I have two predictions about the reception. The first prediction is that there will be a ridiculously wide misconception that Pluribus is learning to read pro poker players and adapt its strategy to beat them. This isn’t what’s happening - it’s more like Pluribus is playing against imagined versions of itself that are more prone to folding or calling or raising, and using this to learn poker strategies that are less exploitable. The second prediction is that the news media is going to milk the “too dangerous to release the code” angle for all it’s worth. I likely wouldn’t release the code either, but last I heard, making money in online poker has been dicey ever since online poker’s Black Friday. The biggest consequence will likely be that scrubs will now believe all their opponents are using superhuman poker bots, to avoid facing the reality that they suck at poker.
-
Recent RL Papers I've Worked On
I’m a coauthor on two RL papers that went on arXiv recently.

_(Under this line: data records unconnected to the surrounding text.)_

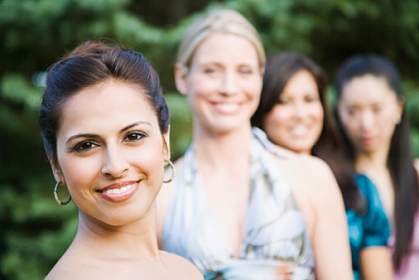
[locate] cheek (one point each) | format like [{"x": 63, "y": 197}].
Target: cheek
[
  {"x": 80, "y": 172},
  {"x": 278, "y": 117},
  {"x": 149, "y": 160},
  {"x": 318, "y": 113}
]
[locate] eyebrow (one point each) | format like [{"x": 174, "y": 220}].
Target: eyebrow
[{"x": 90, "y": 135}]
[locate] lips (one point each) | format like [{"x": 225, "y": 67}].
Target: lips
[
  {"x": 119, "y": 192},
  {"x": 226, "y": 107}
]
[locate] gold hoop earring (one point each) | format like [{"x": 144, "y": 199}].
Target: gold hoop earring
[
  {"x": 59, "y": 201},
  {"x": 169, "y": 164}
]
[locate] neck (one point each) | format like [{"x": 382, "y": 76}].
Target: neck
[
  {"x": 373, "y": 160},
  {"x": 232, "y": 147},
  {"x": 137, "y": 240}
]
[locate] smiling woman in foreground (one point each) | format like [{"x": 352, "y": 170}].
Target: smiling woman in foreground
[{"x": 104, "y": 124}]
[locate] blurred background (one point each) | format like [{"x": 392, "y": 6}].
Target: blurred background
[{"x": 34, "y": 230}]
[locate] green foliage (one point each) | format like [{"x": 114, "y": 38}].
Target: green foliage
[{"x": 35, "y": 33}]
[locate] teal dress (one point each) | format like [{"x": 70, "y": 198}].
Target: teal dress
[{"x": 369, "y": 229}]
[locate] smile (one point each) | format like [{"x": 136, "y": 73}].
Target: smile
[{"x": 119, "y": 192}]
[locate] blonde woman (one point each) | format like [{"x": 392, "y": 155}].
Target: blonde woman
[{"x": 235, "y": 210}]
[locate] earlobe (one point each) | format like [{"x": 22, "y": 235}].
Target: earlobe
[
  {"x": 180, "y": 76},
  {"x": 401, "y": 110},
  {"x": 166, "y": 144},
  {"x": 56, "y": 170}
]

The first is The Principle of Unchanged Optimality in RL Generalization, which I co-wrote with Xingyou Song. This evolved out of discussions we had about generalization for RL, where at some point I realized we were discussing ideas that were both clearly correct and not written down anywhere. So, we wrote them down. It’s a very short paper that draws comparisons between supervised learning generalization and RL generalization, using this to propose a principle RL generalization benchmarks should have: if you change the dynamics, make this observable to your policy, or else your problem isn’t well-founded. It also talks about how model-based RL can improve sample efficiency at the cost of generalization, by constructing setups where modelling environment-specific features speeds up learning in that environment while generalizing poorly to other environments.
The second is Off-Policy Evaluation via Off-Policy Classification. This is a much longer paper, written with Kanishka Rao, Konstantinos Bousmalis, Chris Harris, Julian Ibarz, and Sergey Levine over many more months. It’s about off-policy evaluation, the problem of evaluating an RL policy without directly running that policy in the final environment. This is a problem I was less familiar with before starting this paper, but I now believe it to be both really important and really understudied. Our aim was to evaluate policies using just a Q-function, without importance sampling or model learning. With some assumptions about the MDP, we can use classification techniques to evaluate policies, and we show this scales up to deep networks for image-based tasks, including evaluation of real-world grasping models. I’m working on a more detailed post about off-policy evaluation and why it’s important, but it needs more polish.
Let me know if you read or have comments on either paper. Both will be presented at ICML workshops, so if you’re going to ICML you can go to those workshops as well - see the Research page for workshop names.